Se tanto amamos Teresinha de Lisieux, se tanto nos
encanta sua santidade, devemos dizer que ela é fruto de seus pais, um casal que
vivia o amor de Deus tanto na alegria como nas tristezas. As muitas cartas
deixadas por Zélia dão testemunho deste colocar-se inteiramente nas mãos de
Deus.
«Eu amo loucamente as crianças e nasci para ter filhos»,
dizia Zélia. Mas, contraditoriamente, esse lar não era para existir. Aos 20
anos Luís esteve na Suíça para aprender o ofício de relojoeiro.

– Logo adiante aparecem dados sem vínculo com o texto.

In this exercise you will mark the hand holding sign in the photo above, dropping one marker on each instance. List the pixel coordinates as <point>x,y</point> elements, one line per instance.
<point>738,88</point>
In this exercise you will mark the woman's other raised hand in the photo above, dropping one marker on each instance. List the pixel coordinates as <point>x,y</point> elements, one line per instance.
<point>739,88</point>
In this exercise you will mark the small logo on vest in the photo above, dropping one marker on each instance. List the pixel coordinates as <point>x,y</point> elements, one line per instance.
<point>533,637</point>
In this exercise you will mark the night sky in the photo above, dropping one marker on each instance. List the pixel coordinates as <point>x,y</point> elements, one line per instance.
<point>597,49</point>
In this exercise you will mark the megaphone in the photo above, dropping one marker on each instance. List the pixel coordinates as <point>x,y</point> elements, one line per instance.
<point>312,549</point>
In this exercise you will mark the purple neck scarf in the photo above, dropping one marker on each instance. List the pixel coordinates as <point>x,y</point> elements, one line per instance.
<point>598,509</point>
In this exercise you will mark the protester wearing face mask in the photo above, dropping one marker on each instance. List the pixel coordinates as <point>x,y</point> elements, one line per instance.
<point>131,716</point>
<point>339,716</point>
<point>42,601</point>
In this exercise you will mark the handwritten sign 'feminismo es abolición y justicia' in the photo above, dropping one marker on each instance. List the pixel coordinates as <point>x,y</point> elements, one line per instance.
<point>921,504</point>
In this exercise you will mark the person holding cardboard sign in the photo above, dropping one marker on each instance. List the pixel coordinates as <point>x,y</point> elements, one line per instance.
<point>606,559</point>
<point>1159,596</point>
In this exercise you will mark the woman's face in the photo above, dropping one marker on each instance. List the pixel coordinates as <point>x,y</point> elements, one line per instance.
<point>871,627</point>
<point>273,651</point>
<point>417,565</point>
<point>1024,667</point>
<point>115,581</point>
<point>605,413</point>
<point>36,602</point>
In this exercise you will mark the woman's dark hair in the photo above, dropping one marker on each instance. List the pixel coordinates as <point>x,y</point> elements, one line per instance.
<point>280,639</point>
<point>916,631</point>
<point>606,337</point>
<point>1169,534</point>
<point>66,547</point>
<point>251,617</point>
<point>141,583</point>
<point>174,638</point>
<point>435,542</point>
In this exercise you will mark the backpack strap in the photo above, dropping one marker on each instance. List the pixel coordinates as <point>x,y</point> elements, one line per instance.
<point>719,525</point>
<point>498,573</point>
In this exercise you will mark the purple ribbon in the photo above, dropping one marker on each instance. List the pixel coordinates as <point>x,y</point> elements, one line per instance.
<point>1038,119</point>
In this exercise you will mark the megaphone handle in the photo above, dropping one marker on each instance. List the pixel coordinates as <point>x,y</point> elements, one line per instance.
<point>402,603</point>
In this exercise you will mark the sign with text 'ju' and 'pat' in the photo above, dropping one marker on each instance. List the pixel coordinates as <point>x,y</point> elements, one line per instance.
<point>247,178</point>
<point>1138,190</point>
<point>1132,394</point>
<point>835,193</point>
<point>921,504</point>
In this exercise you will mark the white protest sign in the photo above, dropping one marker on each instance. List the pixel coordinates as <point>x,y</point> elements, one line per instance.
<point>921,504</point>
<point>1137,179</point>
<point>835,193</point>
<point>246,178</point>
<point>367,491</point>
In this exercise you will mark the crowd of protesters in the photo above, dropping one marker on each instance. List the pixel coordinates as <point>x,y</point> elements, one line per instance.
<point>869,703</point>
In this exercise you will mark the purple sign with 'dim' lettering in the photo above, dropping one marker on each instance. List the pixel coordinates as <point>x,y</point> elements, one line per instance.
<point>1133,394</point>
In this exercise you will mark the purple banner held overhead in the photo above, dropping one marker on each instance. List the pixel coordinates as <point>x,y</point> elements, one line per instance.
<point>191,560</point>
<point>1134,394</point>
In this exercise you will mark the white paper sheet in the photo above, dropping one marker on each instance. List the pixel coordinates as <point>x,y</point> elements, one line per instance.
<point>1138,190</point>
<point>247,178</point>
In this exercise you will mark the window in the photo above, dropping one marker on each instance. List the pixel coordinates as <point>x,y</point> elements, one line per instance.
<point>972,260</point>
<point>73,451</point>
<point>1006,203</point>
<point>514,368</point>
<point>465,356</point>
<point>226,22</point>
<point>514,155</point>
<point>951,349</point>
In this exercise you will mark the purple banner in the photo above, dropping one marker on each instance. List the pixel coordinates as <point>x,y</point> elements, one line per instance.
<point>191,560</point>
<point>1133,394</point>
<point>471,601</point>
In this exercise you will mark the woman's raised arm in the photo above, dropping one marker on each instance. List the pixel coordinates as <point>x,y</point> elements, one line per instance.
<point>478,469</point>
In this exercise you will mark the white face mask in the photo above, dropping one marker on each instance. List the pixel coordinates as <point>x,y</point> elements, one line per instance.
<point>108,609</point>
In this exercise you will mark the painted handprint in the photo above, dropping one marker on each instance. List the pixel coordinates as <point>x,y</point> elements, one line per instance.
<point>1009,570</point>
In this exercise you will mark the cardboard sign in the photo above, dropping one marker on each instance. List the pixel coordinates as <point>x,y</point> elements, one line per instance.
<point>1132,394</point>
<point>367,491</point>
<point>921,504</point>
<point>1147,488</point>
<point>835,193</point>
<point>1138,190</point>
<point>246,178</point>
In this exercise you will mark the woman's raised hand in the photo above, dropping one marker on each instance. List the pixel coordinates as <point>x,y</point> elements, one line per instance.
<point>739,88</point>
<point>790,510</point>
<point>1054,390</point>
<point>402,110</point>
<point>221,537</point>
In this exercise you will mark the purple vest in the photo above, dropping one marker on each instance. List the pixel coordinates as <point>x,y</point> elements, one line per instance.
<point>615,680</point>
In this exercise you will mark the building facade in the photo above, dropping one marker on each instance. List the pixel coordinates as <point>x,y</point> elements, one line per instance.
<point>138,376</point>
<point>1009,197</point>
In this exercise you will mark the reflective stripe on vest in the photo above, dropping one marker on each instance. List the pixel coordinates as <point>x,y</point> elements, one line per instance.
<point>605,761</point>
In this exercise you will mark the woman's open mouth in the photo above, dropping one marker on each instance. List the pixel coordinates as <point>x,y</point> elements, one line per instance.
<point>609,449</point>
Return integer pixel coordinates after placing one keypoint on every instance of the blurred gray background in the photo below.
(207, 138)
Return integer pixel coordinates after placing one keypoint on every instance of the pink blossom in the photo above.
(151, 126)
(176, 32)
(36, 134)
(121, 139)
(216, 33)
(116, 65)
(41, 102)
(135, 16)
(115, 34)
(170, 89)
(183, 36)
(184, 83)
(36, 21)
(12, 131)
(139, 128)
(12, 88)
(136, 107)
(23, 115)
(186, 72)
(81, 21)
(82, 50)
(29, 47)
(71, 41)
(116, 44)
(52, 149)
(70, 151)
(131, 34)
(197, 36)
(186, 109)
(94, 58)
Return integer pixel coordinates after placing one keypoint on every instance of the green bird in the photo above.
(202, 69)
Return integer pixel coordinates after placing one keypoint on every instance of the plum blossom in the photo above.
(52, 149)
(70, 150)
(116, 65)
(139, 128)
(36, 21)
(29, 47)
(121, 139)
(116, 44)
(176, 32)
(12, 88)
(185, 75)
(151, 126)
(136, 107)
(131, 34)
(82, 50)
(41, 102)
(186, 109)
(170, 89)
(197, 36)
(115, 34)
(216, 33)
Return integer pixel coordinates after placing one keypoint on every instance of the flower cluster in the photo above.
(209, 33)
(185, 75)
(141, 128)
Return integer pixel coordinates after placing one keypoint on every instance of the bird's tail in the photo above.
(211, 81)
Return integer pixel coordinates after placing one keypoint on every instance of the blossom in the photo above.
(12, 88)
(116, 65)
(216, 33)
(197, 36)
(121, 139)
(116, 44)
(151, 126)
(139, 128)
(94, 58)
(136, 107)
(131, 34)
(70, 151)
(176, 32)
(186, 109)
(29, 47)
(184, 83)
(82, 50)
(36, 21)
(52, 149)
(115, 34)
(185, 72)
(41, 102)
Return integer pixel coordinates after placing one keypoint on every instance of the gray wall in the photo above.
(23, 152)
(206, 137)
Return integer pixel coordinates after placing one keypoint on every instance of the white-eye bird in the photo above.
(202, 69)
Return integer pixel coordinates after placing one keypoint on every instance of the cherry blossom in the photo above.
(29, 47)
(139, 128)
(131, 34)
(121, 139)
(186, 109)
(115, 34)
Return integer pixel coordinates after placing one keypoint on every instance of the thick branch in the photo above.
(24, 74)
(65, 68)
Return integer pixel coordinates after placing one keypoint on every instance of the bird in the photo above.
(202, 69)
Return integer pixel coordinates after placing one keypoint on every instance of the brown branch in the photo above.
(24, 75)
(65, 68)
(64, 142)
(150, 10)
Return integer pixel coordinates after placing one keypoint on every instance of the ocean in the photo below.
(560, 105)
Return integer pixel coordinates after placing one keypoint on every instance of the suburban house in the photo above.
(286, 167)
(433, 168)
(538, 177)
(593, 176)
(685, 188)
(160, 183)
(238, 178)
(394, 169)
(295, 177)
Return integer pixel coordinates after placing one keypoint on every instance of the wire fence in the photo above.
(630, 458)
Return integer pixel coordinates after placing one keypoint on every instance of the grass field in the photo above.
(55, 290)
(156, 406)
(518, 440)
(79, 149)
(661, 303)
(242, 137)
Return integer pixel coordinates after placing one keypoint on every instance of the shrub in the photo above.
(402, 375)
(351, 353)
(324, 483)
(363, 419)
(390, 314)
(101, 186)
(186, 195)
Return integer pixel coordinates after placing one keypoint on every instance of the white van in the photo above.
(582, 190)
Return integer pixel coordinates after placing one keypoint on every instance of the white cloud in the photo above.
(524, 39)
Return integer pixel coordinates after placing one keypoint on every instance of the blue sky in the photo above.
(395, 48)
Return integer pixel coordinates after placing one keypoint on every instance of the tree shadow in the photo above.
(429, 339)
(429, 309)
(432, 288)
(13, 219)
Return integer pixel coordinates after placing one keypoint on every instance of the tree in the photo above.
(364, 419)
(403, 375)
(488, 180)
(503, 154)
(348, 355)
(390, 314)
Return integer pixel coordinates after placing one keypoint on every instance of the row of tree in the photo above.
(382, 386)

Dirigiu-se ao
Eremitério de São Bernardo, dos Cônegos Regulares de Santo Agostinho, querendo
ser monge. O Prior foi direto: «Não conhece latim, nada de postulantado no
Mosteiro». Luís retorna a Alençon e se dedica à oficina de conserto de
relógios.
Já Zélia Guérin desejava ser admitida entre as Irmãs de
São Vicente de Paulo, em Alençon. A Superiora não vê nela sinal se vocação.
Decide-se então a aprender artes domésticas de bordados e confecções, abrindo
pequeno negócio em Alençon e indo de casa em casa à procura de fregueses.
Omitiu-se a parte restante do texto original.